Peer session A lot of questions were exchanged during peer sessions. I collected the unresolved or ambiguous ones and asked the mentor. Here’s a summary of the answers:

• Why divide by d_k in the transformer?

  • I had guessed it was to prevent gradient exploding since d_k and n increase proportionally.
  • The conclusion: dividing a random variable by n divides its variance by n^2, so it’s a mathematically straightforward fact being applied.

• Why use sin and cos in positional encoding?

  • Sin and cos functions don’t grow in magnitude, have periodicity, and yield unique values. They also somewhat guarantee unique values through linear transformation.

• Time complexity (resolved)

  • There was a slight misunderstanding. The “Complexity per Layer” part is the time complexity for matrix operations. The “Sequential Operation” discussed here is different.
  • For RNN: to compute the hidden state at time step t, computation up to t-1 must be done first. So computation proceeds proportionally to sequence length (can’t parallelize). That’s why O(n) is listed for the Recurrent part.
  • For Transformer: all attention over the entire sequence is computed at once. If you look at the lecture materials, the input matrix has dimensions (n * d), showing all tokens in the sequence are processed simultaneously. So it’s O(1) regardless of sequence length.
  • This seems like the best resource for understanding Transformers. Translated versions exist.
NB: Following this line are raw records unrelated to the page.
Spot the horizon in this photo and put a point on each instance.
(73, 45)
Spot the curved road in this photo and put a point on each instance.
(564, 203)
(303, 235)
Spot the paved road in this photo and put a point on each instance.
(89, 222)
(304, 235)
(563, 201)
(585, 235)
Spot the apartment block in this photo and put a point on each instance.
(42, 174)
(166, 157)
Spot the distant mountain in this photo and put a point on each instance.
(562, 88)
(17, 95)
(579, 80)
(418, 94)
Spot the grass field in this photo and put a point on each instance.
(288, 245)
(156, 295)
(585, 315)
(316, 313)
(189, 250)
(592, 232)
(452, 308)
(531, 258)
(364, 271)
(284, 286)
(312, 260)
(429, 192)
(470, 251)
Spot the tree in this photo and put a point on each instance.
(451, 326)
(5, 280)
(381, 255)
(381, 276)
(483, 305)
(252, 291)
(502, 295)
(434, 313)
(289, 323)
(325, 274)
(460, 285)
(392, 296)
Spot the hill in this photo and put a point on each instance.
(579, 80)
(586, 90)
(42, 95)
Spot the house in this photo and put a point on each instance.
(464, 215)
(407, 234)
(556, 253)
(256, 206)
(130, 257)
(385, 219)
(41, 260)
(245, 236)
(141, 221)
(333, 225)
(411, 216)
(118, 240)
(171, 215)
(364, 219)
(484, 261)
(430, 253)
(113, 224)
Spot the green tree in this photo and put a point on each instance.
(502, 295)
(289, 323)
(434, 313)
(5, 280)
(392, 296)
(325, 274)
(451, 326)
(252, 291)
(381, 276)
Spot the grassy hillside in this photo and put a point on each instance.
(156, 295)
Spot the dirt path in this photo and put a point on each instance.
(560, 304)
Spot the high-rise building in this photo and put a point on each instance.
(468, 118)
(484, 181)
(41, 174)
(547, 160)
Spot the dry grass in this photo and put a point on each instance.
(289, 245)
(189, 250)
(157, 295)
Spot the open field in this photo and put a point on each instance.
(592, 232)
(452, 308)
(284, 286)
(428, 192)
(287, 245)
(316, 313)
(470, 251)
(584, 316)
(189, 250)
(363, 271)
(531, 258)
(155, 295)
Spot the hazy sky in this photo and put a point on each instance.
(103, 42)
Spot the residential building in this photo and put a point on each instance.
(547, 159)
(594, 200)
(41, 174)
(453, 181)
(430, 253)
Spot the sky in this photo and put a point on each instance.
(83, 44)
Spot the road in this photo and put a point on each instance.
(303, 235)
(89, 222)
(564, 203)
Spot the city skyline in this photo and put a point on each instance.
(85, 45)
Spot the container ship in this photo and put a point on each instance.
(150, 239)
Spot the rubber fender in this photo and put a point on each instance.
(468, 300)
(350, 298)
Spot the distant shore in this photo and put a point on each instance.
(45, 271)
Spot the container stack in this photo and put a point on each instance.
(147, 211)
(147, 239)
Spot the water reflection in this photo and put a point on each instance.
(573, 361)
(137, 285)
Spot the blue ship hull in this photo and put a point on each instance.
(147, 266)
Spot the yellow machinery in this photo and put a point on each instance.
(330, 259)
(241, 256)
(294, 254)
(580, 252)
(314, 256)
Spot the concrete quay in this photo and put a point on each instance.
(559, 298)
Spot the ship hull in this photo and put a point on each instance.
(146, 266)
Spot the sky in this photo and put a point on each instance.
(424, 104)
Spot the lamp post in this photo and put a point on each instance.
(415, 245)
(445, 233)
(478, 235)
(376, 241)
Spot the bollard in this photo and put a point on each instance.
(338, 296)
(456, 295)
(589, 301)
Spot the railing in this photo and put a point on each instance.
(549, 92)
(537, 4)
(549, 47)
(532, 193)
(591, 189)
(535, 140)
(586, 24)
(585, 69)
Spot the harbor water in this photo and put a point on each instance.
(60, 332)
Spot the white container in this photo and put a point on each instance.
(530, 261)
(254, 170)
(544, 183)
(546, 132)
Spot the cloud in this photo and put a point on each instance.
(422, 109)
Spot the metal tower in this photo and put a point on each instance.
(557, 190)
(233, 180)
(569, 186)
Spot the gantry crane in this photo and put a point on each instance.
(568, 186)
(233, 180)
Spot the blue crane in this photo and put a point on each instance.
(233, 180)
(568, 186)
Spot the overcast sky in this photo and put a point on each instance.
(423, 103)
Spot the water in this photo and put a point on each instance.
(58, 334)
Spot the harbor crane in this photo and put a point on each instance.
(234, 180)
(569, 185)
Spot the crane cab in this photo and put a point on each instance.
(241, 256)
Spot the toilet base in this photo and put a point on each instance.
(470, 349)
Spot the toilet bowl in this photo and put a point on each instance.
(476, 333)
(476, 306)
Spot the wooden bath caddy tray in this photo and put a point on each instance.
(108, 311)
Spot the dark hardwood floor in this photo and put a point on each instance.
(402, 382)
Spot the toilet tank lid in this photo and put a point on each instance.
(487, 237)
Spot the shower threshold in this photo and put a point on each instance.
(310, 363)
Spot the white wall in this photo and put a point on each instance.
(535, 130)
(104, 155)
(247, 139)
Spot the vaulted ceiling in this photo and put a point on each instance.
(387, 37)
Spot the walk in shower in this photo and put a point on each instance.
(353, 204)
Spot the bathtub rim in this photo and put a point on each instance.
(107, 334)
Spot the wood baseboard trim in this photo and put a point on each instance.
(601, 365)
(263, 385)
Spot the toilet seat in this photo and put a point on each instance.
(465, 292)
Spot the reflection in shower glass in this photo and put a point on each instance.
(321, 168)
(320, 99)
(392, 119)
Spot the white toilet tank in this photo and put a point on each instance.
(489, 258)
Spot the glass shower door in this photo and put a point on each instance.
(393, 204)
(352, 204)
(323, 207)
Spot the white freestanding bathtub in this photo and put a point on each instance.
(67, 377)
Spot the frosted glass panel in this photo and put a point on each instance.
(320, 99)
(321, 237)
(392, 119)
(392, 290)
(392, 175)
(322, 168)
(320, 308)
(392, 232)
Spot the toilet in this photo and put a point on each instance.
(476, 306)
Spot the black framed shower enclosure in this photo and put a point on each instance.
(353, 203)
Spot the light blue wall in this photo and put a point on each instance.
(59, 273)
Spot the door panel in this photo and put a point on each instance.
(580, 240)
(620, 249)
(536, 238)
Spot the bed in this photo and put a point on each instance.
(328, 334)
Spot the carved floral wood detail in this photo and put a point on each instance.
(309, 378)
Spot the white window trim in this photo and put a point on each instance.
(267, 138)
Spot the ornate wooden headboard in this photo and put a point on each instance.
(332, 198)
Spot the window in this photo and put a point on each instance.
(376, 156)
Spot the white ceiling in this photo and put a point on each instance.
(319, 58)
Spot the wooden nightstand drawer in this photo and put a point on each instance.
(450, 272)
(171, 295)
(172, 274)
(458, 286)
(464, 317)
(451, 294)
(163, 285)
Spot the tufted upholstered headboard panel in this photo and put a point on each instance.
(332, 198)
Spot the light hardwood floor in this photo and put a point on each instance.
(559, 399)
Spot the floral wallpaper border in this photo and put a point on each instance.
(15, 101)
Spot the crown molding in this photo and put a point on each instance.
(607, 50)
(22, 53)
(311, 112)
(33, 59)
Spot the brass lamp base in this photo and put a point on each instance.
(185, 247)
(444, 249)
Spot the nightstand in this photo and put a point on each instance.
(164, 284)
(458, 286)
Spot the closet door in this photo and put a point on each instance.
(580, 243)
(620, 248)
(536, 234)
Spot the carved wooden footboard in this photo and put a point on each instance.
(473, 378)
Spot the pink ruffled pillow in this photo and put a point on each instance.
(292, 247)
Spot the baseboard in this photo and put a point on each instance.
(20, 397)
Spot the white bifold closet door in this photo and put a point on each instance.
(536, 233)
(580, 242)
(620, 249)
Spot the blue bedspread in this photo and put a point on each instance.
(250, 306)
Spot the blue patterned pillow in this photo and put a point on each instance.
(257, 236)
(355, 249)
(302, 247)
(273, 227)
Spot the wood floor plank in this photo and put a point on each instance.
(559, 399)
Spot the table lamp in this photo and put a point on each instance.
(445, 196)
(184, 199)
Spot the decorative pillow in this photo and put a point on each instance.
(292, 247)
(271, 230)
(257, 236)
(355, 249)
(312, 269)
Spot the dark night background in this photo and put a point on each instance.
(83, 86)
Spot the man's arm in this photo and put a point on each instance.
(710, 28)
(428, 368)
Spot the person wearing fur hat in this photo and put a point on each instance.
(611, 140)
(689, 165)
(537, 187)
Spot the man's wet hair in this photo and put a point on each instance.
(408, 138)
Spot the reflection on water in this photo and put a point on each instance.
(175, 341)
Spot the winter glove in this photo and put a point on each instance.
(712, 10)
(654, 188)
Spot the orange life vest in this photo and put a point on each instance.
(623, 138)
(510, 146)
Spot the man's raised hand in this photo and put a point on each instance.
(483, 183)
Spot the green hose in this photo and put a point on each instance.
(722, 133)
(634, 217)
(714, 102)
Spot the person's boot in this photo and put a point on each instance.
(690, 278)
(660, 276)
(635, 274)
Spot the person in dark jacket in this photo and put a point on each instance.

• Why divide by sqrt(d)? (resolved)

  • Reading the “Attention is All You Need” paper carefully should make this clear. Without dividing, the values inside softmax become too large since they result from dot product operations.

• Why sin and cos?

  • Many reasons, but plain integer sequences grow too large toward the end, and integers are too large compared to embedding values, deviating from the original intent of adding only “small” positional information to embeddings.
  • sin and cos can be adjusted using their periodicity based on sequence length, and are mathematically stable (?) — though I can’t vouch for that.
  • Useful links for understanding positional encoding:
    • What is the positional encoding in the transformer model?
    • Why does the transformer positional encoding use both sine and cosine?
    • Transformer Architecture: The Positional Encoding

• Why is Post-Layer Normalization problematic, and warm-up

  • These two topics are the same problem. When LN is applied afterward, value stabilization happens later, causing the gradients near that point to be large early on, which creates sensitivity to learning rate. That’s why warm-up is needed.
  • For details, reviewing this paper would be helpful:
    • On Layer Normalization in the Transformer Architecture

• Gradient Vanishing in Transformer

  • This isn’t really an issue, which relates to point 1. Vanishing happens when gradients from later in the sequence shrink as they propagate backward, but Transformer sees the entire sequence at once, so there’s not much discussion about this issue.
  • Skip-connection is also used in Transformers and helps with vanishing to some extent, but I don’t think it’s the decisive factor. The structural difference from RNN — “seeing all sequences at once” — seems to be the more relevant reason.

Peer session summary

We discussed the questions mentioned above, and tried to understand and re-summarize the mentor’s answers in our own terms.

Study retrospective

21/09/06: Studied transformer lecture 1 21/09/07: Studied transformer lecture 2 21/09/08: Studied BERT 21/09/09: Studied remaining lectures. Reviewed and summarized transformer. 21/09/10: Reviewed and organized assignments.